From promoting tourism, we started coordinating local businesses to provide food, provisions, medicines, equipment, and all necessary numerous territorial defense units, which are formed by ordinary citizens.

Fundraising, purchase, and preparation of products, purchase of medicines, and equipment, coordination of volunteers, provision of both internal and external logistics for the delivery of humanitarian goods.

Tour operating for refugees.

Assistance and organization of evacuation of civilians to quieter regions or other countries.

Communication with foreign partners to organize transport and help to provide accommodation for refugees in neighboring countries. Consultations on the current state of border crossing points.

Crisis marketing:

Marketing communication channels are becoming channels for informing the whole world about what is happening. This is important to attract maximum attention, as well as to respond in the form of informational, economic, and social pressure on the aggressor.

To finalize my remarks I would like to say, that this war is not the war between Ukraine and Russia.

This is the war of democracy and autocracy, truth and lies, light and darkness, good and evil, eventually.

The democratic world must exclude forever the possibility that one person can have all the power.

Any person with unlimited uncontrolled power cannot stand it and at any moment this person may lose touch with reality.

Today, 8 billion people and every living being on the planet depend on one such a crazy person who sits in a nuclear bunker somewhere in the Ural Mountain.

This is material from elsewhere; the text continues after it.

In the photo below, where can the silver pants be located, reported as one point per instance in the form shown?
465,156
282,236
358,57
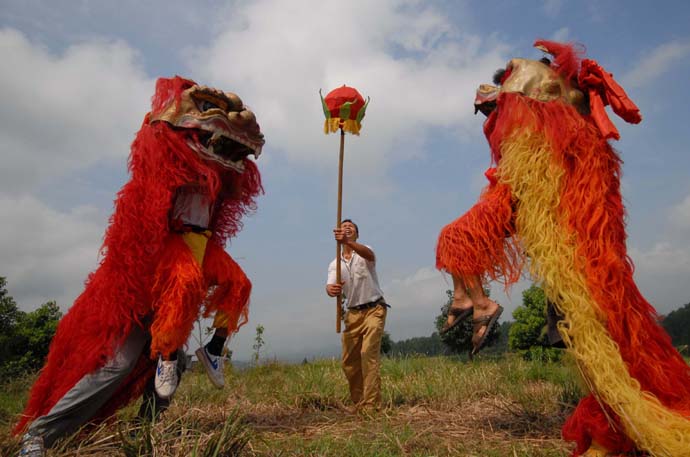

He single-handedly controls 6,000 nuclear warheads, threatening the whole world to use them if someone tries to prevent him from destroying a neighboring country.

Apparently, this country, Ukraine, had simply irritated him for its democratic choice and lack of control from his side. 

The question is not even in the political structure but in the security and stability of the whole world. Security should not depend on the human factor at all, because this is the most unstable thing that ever happens.

Today’s digital technologies, I believe, should be directed not primarily to different toys, but to the complete digitalization of democratic values and minimization of the human factor in matters of security and governance.
 
Ukraine definitely should win this war and then we will rebuild and rebrand our country as one of the strongest democratic states in the modern world. This country will be an attractive destination open for tourism, investments, and living.